Fat black bucks in a wine-barrel room,
Barrel-house kings; with feet unstable,
Sagged and reeled and pounded on the table,
Pounded on the table,
Beat an empty barrel with the handle of a broom.
Barrel-house kings; with feet unstable,
Sagged and reeled and pounded on the table,
Pounded on the table,
Beat an empty barrel with the handle of a broom.
About This Quote
These lines come from Vachel Lindsay’s poem “The Congo,” a performance-oriented piece first published in the 1910s and closely associated with Lindsay’s public recitations. Lindsay, a prominent early-20th-century American poet, often wrote “chant” poems meant to be spoken aloud with strong rhythm and refrain. “The Congo” reflects the era’s primitivist fascination with Africa and uses dialect, caricature, and racialized imagery that has made the poem controversial and frequently criticized in later scholarship. The quoted stanza belongs to the poem’s opening section, which depicts a raucous, drunken scene in a barrelhouse/wine-barrel room as part of a larger crescendo of sound and spectacle.
Interpretation
The passage is built as a driving chant: heavy stresses, repetition (“Pounded on the table”), and percussive verbs (“sagged,” “reeled,” “pounded,” “beat”) imitate the music and stomping it describes.
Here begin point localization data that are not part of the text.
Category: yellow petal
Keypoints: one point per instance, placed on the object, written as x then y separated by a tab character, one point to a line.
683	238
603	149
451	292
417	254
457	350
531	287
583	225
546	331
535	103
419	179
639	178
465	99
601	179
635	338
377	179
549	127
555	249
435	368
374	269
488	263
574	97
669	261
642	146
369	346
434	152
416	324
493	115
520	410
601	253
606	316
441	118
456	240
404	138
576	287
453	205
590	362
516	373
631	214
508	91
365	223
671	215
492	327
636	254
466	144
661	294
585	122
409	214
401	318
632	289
The “barrel-house” setting and improvised drumming on an empty barrel turn the room itself into an instrument, emphasizing bodily rhythm and communal frenzy. At the same time, the imagery is filtered through Lindsay’s sensationalizing, racialized lens—presenting Black figures as “kings” of a crude revel but also as stereotypes of excess and instability. The stanza’s significance lies in how it exemplifies Lindsay’s modern performance poetics while also revealing the period’s troubling racial imaginaries.
Source
Vachel Lindsay, “The Congo,” in The Congo and Other Poems (New York: The Macmillan Company, 1914).